Le récit de ce « miracle du hêtre » figure, dans sa forme initiale, aux « Miracula S. Richarrii » composés en 864 par Micon, un moine de Saint-Riquier, ou par son confrère Odulfus. Le même ouvrage rapporte le « miracle du tilleul ». Sous l'abbatiat d'Elizachar (822-837), un tilleul de belle venue ombrageait le domaine de Sorrus, devenu bien de l'abbaye de St-Riquier. Une furieuse tempête avait fendu en quatre et renversé l'arbre. On prépara le soir coins et maillets afin de débiter le tilleul dès le point du jour. Le lendemain matin, les ouvriers chargés du travail découvrirent avec stupeur l'arbre redressé ,bien enraciné ; son tronc ressoudé portait seulement des cicatrices longitudinales. Elles persisteront longtemps, attestant le miracle. Pour terminer, ajoutons qu'une tradition locale assure que, dans certaines écuries de Sorrus aux alentours du « Château Bleu », tout cheval, au-delà du septième, mis avec les autres devait mourir dans l'année .Cette « malédiction du huitième cheval » était, semble-t-il, imputée à Saint Riquier irrité par le manqua d'hospitalité da Dame Sigetrude. Les tracteurs agricoles ont mis fin à cette appréhension... Les arbres, le bois semblent indissolublement liés à la personnalité de Saint Riquier. Son cercueil fut un tronc évidé par son disciple Sigobard... Sa mort survint au plus profond de la forêt de Crécy…

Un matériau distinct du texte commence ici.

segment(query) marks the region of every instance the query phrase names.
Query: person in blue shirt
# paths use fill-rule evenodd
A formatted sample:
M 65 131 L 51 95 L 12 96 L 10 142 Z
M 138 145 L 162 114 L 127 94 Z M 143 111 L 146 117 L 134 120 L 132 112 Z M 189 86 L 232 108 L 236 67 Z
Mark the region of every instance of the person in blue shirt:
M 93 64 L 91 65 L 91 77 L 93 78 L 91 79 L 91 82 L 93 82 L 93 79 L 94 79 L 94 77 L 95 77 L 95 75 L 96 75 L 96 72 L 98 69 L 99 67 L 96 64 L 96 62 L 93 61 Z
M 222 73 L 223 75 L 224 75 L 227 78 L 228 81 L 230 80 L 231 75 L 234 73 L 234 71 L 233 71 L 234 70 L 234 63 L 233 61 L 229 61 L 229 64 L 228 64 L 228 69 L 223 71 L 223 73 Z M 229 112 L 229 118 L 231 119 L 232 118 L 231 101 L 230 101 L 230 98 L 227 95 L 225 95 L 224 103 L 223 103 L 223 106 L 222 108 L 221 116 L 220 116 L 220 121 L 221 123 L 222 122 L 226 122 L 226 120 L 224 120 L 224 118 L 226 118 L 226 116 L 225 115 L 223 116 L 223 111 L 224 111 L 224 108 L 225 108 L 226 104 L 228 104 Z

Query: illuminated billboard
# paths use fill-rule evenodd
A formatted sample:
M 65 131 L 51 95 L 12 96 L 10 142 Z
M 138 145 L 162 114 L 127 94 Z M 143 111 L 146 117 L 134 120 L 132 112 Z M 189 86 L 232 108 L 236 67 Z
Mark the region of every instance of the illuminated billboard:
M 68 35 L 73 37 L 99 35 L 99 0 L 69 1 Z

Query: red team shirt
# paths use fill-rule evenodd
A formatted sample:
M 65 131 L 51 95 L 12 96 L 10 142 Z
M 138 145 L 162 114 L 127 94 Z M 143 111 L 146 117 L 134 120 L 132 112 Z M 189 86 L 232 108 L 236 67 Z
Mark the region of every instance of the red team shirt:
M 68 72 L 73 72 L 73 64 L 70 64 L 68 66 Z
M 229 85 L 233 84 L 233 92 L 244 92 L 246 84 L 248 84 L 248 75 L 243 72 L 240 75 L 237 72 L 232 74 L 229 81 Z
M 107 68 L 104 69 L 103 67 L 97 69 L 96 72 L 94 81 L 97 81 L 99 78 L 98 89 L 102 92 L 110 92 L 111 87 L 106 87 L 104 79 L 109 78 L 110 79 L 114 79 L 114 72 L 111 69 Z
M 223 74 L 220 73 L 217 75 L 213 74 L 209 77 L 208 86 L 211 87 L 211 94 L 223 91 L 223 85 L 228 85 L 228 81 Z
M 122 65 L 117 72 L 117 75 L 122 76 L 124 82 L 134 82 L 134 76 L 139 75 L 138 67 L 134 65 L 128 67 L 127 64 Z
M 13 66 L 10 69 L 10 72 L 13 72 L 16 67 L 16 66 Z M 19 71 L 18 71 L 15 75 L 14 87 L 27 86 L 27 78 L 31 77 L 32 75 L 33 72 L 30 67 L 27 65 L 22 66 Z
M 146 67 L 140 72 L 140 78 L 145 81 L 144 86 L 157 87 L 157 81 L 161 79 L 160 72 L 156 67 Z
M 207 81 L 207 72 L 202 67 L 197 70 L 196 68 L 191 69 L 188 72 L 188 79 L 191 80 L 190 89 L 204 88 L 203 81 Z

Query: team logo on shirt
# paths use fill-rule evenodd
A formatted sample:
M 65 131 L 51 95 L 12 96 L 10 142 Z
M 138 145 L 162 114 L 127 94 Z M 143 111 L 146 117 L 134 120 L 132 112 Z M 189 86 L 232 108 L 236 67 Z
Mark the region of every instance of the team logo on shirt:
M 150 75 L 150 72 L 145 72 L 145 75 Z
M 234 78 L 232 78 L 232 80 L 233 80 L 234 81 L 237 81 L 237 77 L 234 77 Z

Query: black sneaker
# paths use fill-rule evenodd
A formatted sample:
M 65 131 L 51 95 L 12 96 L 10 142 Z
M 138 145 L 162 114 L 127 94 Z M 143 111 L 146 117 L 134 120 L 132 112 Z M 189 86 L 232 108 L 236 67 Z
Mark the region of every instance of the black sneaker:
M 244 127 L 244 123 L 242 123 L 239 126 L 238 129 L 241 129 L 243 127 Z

La vérité historique, sous-jacente aux légendes, transparaît dans les citations suivantes, empruntées à l'abbé Bouthors auteur d'une « Histoire de st Riquier » : « On se réunissait toujours autour des fontaines sacrées et des arbres hantés pour prier et pour adorer... chacun, de son côté, s'ingénia à traquer l'idolâtrie dans ses derniers repaires, et St Riquier ne fut ni le moins ardent ni le moins habile... il portait les reliques des saints aux arbres hantés pour y légitimer un culte, bénissait les fontaines pour y faire abonder la grâce avec les guérisons... ».On retiendra les expressions « ardent » & « habile ». Les vieux cultes durent persister longtemps à Sorrus. Paul Billaudaz. ( 1 ) - En bordure d'un pré appartenant à M.& Mme Pierre Trollé et contigu à la ferme « du Coulombier » de M. & Mme Debuiche.